In the Crisis, Exploitation and Force Majeure Regulation, part of the Pact that will apply in the EU from June 2026, provides for exceptions to the general asylum management system will be triggered if “a third country or hostile non-state actor encourages or facilitates the movement of third-country nationals and stateless persons” towards the EU external borders “with the aim of destabilising the Union or a Member State”, putting “at risk the essential functions of a Member State”. The threshold of the recognition rate for which asylum seekers can be admitted to accelerated procedures—and thus, in most cases, rejected—will rise from 20 to 100 per cent.
“Responses to instrumentalisation should not become a model for the treatment of all migrants and refugees crossing the border irregularly,” is the warning of the EU Agency for Fundamental Rights. It is clarified that not even with regard to reactions to migrant trafficking and assistance with irregular entry should this be done. “Measures against the smuggling of migrants should not target aid workers assisting migrants and asylum seekers at the external borders of the EU,” the report further stresses. Indeed, the risk is that “hostile non-state actors” will include NGOs, in a pattern of criminalising solidarity that has already been seen time and time again.

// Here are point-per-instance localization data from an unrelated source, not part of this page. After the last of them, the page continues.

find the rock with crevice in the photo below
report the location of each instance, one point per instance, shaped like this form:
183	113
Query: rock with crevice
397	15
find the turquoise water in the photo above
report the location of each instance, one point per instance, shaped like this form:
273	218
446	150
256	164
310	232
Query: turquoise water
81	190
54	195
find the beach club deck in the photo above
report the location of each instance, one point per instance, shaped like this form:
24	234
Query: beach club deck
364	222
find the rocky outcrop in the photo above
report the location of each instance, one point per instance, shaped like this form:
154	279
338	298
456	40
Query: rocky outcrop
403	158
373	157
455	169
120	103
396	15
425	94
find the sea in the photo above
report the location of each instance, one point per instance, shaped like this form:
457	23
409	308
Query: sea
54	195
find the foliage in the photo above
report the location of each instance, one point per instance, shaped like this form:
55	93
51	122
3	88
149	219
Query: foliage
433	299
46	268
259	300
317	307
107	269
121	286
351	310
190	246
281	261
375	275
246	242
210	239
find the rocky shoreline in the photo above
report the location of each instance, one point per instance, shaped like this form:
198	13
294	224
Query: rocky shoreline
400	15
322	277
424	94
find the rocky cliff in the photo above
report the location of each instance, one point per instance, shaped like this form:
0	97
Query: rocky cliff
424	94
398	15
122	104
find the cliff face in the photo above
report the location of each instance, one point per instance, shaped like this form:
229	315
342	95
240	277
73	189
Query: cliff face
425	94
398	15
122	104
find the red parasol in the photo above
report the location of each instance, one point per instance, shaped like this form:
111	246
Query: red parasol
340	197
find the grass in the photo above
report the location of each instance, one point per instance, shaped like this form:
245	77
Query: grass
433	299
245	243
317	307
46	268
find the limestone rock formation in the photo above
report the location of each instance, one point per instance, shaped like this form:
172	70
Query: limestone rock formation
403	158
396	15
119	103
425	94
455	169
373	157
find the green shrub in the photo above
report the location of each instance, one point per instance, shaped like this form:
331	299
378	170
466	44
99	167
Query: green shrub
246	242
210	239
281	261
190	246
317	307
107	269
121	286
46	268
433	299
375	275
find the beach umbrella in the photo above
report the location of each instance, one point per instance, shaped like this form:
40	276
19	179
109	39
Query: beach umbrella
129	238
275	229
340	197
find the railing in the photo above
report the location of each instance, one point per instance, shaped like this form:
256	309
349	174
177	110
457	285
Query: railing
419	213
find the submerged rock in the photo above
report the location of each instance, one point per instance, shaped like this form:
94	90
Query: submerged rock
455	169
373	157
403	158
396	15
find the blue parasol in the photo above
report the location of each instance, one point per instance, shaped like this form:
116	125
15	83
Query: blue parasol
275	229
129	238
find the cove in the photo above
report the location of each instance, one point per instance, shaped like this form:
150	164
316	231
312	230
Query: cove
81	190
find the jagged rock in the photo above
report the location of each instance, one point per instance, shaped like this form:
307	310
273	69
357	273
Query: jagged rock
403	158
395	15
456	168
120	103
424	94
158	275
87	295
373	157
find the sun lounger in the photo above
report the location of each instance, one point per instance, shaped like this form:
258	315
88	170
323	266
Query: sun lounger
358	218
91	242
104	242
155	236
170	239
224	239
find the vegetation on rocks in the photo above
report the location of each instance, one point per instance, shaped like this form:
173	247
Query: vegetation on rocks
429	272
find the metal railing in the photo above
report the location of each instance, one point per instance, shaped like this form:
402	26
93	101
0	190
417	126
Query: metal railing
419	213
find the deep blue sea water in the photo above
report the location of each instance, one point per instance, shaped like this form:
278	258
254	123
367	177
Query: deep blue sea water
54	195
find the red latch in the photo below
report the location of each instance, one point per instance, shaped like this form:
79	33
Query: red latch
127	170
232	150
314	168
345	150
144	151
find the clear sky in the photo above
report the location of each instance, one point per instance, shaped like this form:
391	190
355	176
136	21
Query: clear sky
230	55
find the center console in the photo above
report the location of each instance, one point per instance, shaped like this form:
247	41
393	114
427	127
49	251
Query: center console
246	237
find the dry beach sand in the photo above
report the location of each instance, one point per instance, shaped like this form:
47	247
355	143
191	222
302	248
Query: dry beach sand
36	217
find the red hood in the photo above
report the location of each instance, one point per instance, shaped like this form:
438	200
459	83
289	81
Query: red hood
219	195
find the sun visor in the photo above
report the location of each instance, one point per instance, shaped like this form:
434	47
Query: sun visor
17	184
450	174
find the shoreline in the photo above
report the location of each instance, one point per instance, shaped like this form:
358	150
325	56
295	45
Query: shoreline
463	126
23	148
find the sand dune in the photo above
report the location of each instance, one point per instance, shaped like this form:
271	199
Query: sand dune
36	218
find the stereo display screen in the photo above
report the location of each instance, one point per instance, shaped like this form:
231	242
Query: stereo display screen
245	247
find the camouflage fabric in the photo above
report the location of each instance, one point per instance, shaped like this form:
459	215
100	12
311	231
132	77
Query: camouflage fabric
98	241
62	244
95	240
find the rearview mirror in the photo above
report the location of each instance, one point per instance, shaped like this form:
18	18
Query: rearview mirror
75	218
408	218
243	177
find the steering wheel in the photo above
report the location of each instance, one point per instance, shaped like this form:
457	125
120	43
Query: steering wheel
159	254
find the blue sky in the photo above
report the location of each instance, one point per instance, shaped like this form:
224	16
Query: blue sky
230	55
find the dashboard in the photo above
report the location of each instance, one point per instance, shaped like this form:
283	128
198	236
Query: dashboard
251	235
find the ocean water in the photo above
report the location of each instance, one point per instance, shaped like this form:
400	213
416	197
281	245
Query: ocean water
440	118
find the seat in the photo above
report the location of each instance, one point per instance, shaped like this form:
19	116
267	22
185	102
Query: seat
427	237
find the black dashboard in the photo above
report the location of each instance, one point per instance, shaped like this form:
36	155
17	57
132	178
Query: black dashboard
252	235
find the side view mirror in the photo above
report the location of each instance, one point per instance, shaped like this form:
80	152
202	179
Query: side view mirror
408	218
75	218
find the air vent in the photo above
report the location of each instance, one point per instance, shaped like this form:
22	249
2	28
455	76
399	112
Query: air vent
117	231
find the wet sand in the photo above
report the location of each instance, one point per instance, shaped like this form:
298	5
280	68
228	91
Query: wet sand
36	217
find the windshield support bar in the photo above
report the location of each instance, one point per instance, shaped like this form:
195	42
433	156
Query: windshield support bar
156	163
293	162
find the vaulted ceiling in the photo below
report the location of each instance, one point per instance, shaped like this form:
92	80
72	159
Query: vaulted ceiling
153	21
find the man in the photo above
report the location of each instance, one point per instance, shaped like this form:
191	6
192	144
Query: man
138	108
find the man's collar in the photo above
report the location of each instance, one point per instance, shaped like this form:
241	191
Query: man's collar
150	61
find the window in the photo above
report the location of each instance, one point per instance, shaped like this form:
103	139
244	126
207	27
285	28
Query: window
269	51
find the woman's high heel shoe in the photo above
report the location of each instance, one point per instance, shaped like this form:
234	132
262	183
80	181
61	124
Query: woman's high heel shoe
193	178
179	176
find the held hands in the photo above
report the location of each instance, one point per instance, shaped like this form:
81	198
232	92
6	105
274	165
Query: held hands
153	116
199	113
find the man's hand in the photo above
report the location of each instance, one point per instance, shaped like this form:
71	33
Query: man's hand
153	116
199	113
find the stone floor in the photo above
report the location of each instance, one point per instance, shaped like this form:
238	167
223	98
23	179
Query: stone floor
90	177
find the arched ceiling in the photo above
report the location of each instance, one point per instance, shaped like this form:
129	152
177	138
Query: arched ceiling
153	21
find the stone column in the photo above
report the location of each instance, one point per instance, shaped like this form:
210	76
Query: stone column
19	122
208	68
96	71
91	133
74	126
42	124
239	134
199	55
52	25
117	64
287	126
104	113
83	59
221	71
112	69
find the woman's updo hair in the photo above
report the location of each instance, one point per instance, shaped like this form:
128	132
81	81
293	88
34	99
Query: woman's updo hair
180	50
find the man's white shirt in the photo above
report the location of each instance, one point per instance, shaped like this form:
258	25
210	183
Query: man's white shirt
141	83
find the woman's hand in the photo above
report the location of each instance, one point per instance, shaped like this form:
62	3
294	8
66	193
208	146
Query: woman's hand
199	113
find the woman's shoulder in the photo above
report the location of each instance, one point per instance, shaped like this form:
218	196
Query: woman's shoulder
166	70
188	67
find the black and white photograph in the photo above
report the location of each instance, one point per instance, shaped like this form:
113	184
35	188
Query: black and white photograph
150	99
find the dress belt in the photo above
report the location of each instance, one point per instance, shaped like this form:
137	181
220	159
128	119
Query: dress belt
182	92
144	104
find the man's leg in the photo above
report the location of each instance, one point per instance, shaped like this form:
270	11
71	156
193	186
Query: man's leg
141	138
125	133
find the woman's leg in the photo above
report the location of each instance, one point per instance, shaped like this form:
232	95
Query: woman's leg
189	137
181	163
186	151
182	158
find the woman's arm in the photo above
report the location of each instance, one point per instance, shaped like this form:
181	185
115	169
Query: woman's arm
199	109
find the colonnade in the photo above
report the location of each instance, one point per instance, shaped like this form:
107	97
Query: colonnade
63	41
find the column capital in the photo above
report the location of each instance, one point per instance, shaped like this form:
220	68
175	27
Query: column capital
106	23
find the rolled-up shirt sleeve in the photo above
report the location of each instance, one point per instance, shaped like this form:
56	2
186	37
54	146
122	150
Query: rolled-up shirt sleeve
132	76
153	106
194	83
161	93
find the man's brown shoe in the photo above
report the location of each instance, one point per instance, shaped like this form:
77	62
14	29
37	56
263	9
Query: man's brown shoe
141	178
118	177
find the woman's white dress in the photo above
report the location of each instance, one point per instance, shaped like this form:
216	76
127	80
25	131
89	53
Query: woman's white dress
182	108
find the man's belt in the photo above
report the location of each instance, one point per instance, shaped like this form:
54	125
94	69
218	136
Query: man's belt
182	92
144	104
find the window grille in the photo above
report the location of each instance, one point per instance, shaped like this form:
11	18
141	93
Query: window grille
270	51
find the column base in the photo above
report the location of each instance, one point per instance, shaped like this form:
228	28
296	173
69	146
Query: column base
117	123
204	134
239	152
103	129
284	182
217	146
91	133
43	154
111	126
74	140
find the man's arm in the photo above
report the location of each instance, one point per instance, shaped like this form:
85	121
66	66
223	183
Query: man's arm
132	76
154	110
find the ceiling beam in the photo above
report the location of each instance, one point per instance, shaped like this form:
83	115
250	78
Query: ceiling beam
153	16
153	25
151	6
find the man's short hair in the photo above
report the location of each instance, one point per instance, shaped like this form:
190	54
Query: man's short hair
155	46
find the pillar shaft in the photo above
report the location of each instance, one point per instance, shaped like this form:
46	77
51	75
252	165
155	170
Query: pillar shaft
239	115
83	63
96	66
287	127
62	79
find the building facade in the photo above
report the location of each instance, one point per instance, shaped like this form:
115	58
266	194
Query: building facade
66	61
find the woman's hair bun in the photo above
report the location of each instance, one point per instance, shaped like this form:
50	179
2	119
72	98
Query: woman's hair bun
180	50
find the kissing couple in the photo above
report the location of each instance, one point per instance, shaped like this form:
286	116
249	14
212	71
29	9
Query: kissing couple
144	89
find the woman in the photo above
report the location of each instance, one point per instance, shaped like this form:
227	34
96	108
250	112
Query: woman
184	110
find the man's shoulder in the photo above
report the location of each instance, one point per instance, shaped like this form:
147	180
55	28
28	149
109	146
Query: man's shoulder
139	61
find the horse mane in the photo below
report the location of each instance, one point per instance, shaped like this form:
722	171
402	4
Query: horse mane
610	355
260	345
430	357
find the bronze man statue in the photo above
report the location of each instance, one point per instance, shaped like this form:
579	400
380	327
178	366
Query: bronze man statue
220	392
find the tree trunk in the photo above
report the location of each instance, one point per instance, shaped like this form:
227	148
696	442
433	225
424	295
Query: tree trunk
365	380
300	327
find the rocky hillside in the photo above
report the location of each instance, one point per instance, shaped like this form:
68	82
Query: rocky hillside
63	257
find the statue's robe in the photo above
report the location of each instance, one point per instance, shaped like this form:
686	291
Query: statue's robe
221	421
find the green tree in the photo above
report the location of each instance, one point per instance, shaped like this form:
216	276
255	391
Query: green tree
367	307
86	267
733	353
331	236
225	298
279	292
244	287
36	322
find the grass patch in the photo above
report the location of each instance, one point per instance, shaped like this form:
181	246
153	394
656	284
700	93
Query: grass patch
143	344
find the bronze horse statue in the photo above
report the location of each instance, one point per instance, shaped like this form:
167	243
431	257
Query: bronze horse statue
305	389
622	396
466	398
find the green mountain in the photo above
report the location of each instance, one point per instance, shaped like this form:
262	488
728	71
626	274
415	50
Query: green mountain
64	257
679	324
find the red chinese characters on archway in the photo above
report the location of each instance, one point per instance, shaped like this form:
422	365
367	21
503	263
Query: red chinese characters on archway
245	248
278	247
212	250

The risks of militarisation of borders
The agency indicates four types of actions to counter this phenomenon. First, “targeting” hostile actors who instrumentalise migrants, through sanctions and restrictions on visa policies. After that, the FRA suggests targeting transport companies and “other commercial operators actively involved” in transferring migrants to the EU “on behalf of a third country.” For example, by revoking operating licences from the companies.

Migrants at the border between Belarus and Poland [Archive photo]
The issue becomes more sensitive when it gets to “‘how the EU and its Member States treat abused third-country nationals.” The new rules will allow capitals, once they have processed asylum claims in an accelerated manner, to “proceed with the repatriation of rejected asylum seekers through a faster repatriation procedure.” The report makes it clear that “the use of force must always remain necessary and proportionate,” that the principle of non-refoulement must always be respected, and that collective expulsions and denial of access to asylum procedures remain illegal.
The last warning concerns the trend towards militarisation of borders: any entity performing border management functions, “including armed forces, must receive appropriate training in fundamental rights and clear and unambiguous instructions on the limits of the use of force, the prohibition of ill-treatment and the need to refer any third-country national apprehended to the competent authority.”
This trend reflects another underlying one, namely that of border management as if it were a matter of defence, a national competence “in which member states typically act outside the scope of EU law.” The risk of violating fundamental rights is very high (as is also widely demonstrated in Poland): for example, the report concludes, “physical barriers or border fences erected as a defence measure may be equipped with spiral blades or other dangerous technical features without assessing whether they are necessary and proportionate.”